Laramie decided to start with some small talk-see if she could loosen Mary up before getting into it.

“Where you based?” she said, thinking, Nice opener, Laramie.

Mary set the can on the table.

“Quantico.”

“You live nearby, or you commute an hour like the rest of us?”

The profiler nodded. “Manassas-around forty minutes.”

“It’s a little longer for me.” At least it was, Laramie thought.

“I’m hooked on it. Can’t stand being on these road trips.”

Laramie turned a little sideways, waiting for Mary to clarify.

“Audio books,” the profiler said, grinning a calm, pleasant, clean smile. “I’m a junkie. Mostly nonfiction.”
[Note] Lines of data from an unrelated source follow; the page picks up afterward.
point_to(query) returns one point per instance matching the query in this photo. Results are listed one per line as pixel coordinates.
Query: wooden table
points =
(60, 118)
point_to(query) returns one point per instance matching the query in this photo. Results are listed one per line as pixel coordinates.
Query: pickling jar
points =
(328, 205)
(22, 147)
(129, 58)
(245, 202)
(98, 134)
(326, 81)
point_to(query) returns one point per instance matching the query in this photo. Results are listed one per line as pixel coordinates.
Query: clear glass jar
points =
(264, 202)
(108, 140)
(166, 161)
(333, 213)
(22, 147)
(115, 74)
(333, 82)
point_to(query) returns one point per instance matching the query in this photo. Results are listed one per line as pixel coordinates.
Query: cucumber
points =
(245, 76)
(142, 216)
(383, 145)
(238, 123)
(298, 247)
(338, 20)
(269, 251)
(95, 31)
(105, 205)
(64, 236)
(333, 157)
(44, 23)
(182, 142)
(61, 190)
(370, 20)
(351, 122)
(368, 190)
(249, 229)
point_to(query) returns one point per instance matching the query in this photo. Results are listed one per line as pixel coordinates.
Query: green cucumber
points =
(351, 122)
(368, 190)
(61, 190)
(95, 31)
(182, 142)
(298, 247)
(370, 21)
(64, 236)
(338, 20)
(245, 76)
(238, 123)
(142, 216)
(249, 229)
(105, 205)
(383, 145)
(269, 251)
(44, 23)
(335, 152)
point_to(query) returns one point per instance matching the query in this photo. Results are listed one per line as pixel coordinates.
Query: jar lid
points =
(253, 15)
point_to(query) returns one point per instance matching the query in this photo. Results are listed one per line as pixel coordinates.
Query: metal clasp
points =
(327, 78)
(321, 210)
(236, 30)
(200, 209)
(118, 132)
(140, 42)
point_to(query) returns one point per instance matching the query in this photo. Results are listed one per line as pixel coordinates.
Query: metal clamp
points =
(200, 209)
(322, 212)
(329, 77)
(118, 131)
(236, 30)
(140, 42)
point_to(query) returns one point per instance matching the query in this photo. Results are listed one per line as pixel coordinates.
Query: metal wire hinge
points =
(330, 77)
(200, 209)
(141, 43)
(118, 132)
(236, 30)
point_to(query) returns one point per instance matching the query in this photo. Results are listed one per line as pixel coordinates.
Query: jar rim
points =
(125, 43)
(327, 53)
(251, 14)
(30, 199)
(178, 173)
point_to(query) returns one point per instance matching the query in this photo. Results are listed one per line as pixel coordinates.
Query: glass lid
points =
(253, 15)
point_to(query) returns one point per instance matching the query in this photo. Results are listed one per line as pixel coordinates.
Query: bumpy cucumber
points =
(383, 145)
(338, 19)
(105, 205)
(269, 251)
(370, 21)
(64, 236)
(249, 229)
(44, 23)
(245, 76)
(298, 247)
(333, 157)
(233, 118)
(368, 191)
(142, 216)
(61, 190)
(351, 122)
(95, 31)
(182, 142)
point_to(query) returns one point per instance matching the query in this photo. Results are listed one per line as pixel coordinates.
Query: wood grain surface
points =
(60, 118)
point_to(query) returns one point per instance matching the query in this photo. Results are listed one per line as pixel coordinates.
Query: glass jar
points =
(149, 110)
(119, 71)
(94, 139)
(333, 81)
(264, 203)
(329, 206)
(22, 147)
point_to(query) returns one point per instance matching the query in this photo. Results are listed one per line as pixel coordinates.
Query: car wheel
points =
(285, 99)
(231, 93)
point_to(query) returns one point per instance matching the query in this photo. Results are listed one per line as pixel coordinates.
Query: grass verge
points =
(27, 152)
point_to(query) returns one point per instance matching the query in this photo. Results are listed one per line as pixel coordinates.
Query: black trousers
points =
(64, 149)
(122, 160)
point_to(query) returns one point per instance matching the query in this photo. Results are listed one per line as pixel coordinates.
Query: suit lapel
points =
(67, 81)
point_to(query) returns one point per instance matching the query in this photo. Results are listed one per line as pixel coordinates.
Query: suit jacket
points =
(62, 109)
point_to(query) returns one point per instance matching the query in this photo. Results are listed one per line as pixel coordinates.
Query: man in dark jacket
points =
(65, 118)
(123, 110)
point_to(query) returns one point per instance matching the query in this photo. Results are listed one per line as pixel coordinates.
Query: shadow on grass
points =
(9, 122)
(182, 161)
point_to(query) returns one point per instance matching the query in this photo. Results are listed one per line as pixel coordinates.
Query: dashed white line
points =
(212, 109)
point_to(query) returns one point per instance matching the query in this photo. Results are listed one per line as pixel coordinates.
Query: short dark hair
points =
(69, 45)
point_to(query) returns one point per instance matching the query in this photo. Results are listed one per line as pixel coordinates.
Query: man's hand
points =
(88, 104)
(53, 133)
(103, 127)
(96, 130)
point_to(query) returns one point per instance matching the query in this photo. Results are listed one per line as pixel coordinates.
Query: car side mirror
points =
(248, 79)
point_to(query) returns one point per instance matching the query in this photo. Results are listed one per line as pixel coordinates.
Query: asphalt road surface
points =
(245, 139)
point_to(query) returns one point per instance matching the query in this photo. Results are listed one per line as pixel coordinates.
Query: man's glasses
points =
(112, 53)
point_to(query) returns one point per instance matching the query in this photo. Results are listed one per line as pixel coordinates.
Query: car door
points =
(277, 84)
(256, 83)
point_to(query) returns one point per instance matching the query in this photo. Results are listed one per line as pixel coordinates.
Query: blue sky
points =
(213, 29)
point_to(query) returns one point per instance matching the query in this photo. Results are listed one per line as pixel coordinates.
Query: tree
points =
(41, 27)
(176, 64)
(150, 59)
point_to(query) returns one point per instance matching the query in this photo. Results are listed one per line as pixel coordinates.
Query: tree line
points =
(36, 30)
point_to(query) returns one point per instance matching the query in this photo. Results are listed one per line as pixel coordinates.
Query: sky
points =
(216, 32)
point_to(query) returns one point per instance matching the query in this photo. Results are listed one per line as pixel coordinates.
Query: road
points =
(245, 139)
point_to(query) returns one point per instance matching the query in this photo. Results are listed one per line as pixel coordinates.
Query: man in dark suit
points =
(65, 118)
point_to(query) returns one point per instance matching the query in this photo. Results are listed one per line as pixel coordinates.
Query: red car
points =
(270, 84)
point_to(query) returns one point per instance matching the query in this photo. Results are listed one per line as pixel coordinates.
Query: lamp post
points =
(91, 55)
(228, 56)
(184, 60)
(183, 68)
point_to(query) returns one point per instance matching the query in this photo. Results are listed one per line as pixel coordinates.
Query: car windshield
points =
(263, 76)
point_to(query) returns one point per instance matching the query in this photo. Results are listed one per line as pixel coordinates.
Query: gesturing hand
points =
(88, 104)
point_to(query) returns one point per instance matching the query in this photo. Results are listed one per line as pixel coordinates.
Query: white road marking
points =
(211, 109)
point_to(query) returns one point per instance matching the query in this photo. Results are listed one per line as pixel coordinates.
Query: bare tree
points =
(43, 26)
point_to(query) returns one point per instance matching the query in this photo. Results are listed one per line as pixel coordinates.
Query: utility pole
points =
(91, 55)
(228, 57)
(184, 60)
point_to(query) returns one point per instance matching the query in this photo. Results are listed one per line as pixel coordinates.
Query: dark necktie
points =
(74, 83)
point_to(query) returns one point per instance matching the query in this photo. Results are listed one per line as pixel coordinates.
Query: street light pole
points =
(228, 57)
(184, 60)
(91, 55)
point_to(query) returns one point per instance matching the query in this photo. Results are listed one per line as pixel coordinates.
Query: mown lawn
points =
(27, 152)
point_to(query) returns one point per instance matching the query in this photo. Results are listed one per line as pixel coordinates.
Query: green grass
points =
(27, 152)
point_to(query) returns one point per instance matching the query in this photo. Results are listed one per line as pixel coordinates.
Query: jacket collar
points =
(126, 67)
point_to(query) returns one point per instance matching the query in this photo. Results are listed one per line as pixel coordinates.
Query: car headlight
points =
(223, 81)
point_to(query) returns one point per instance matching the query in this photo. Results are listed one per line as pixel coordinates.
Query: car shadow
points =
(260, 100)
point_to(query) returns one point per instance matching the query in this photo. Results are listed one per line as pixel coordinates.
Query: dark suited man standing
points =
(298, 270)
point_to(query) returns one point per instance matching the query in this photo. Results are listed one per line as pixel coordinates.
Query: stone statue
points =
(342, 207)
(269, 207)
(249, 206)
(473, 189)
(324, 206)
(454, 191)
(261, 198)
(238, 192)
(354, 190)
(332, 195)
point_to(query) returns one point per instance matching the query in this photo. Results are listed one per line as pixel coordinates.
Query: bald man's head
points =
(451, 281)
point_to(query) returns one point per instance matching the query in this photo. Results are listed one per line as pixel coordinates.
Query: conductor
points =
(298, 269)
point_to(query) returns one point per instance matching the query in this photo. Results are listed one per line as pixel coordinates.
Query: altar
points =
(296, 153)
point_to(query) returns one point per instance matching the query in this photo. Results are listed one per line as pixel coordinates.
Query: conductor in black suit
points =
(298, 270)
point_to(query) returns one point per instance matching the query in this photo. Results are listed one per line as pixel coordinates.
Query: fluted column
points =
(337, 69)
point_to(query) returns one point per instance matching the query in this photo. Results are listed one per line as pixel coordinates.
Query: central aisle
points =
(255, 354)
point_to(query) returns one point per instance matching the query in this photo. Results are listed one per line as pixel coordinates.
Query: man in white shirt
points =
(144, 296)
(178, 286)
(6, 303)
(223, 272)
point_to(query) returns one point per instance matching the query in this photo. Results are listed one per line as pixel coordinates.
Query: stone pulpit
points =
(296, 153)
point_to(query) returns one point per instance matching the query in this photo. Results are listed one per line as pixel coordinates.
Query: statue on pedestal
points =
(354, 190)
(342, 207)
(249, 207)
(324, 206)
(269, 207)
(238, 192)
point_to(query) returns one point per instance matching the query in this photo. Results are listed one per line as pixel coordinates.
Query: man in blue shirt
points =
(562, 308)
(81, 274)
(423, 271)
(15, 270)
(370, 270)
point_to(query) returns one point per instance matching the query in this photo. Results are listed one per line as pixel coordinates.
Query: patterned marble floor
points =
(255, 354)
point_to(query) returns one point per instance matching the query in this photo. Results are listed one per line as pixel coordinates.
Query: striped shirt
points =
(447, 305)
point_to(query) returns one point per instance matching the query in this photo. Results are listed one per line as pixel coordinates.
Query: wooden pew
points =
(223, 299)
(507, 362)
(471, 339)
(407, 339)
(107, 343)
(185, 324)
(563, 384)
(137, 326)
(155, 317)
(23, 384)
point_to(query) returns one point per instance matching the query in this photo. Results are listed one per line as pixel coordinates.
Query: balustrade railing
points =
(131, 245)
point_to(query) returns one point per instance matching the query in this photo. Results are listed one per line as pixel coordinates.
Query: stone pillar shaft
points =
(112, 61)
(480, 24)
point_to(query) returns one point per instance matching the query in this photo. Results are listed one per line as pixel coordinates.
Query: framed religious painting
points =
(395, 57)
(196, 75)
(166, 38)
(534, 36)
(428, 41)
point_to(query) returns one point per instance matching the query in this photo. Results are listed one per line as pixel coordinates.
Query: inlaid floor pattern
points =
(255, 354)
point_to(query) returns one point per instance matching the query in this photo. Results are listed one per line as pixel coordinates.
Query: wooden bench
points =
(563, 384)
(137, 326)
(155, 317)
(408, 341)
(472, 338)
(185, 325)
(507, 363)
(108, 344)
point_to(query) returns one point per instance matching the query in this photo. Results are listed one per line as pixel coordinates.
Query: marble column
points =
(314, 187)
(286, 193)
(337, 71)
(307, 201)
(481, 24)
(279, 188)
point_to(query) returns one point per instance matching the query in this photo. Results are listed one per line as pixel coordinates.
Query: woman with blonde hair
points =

In the brief flash of smile, Laramie saw that Mary had maybe the whitest rack of teeth on the planet, a walking toothpaste commercial. It made her slightly self-conscious, Laramie fighting the urge to reach for her teeth and see if she’d missed anything with her toothbrush.

“Haven’t tried them,” Laramie said. “I pretty much just do the NPR thing.”

“Probably have a hundred CDs of books in my trunk-find me after and I’ll send you some when we’re out of this and back in the groove.”

Laramie stretched her arms then pushed her hands under her thighs.

“Do you find it odd he didn’t own a truck?” she said.

“Pickup truck, you mean?”

“Yes.”

Mary thought for a moment.

“I see what you’re saying,” she said.

“You live in suburban Virginia like I do,” Laramie said, “you see SUVs everywhere. But a low-income Central Florida housing development?”

“Normal guy living there, you’re right-he’d be more likely to own a truck.”

“You said yesterday his disguise was too pat,” Laramie said, “and in reading your report, I agree. It just occurred to me as I was reading your profile that you could add ‘no pickup truck’ to the list.”

Mary nodded and took a swig of Diet Coke.

Laramie said, “You think there’s any chance Achar was an American?”

Mary said, “Pulled a Timothy McVeigh under a fabricated identity?”

“Yes.”

“It’s possible. The profile I put together has mostly to do with his not being real. His disguise was a good one but, as we agree, too good in some ways, maybe missing a piece or two. But as to where he’s from-if you read my full report, you’ve seen I took a couple guesses, with my favorite being the one I mentioned yesterday-frankly, out of sheer racial profiling, or at least profiling based on his likely ancestry. Central or South American heritage, at least partially. Of course he certainly could have been from here, but he’d have been putting on a disguise that hid his background either way.”

Mary paused, thinking for a moment, during which time she tilted her head to the side a notch. “And I’m not sure somebody living here would skip the pickup truck part of the disguise,” she said.

Laramie nodded. “Tell me about the woman at UPS,” she said.

“The dispatcher, yes,” Mary said. “We’ve been over this, but it isn’t taking us anywhere. As you know, I only included in my report the one statement from one of Achar’s fellow drivers. I interviewed them all, and this was the only mention of her, the only comment on the two of them seen together. Based on the driver’s remark, I think it’s safe to say Achar and the dispatcher, whose name is Lori Hopkins, were friendly. I remember exactly what he told me: ‘The way they joked, you could tell they had a little something going.’ He didn’t elaborate, said it more or less the same way in a second interview, but he seemed to have, well, written off his own suspicion by then. This is pretty normal-you look back on a victim or suspect’s life after he’s dead, you check all the phone records and the e-mail accounts the way we did here, and you’ll usually know beyond a reasonable doubt he was sleeping with somebody, presuming he was. In fact, you’ll usually find a lot more evidence of flirting between coworkers, affair or no, than we found between Hopkins and Achar. Amazing what people say and do when they think nobody sees what they’re doing. But we found absolutely nothing between them. No e-mails, no corroborating suspicions, no flirtatious conversations on the tapes of the dispatch communications, which UPS holds for a few weeks at a time. Nothing-zilch.”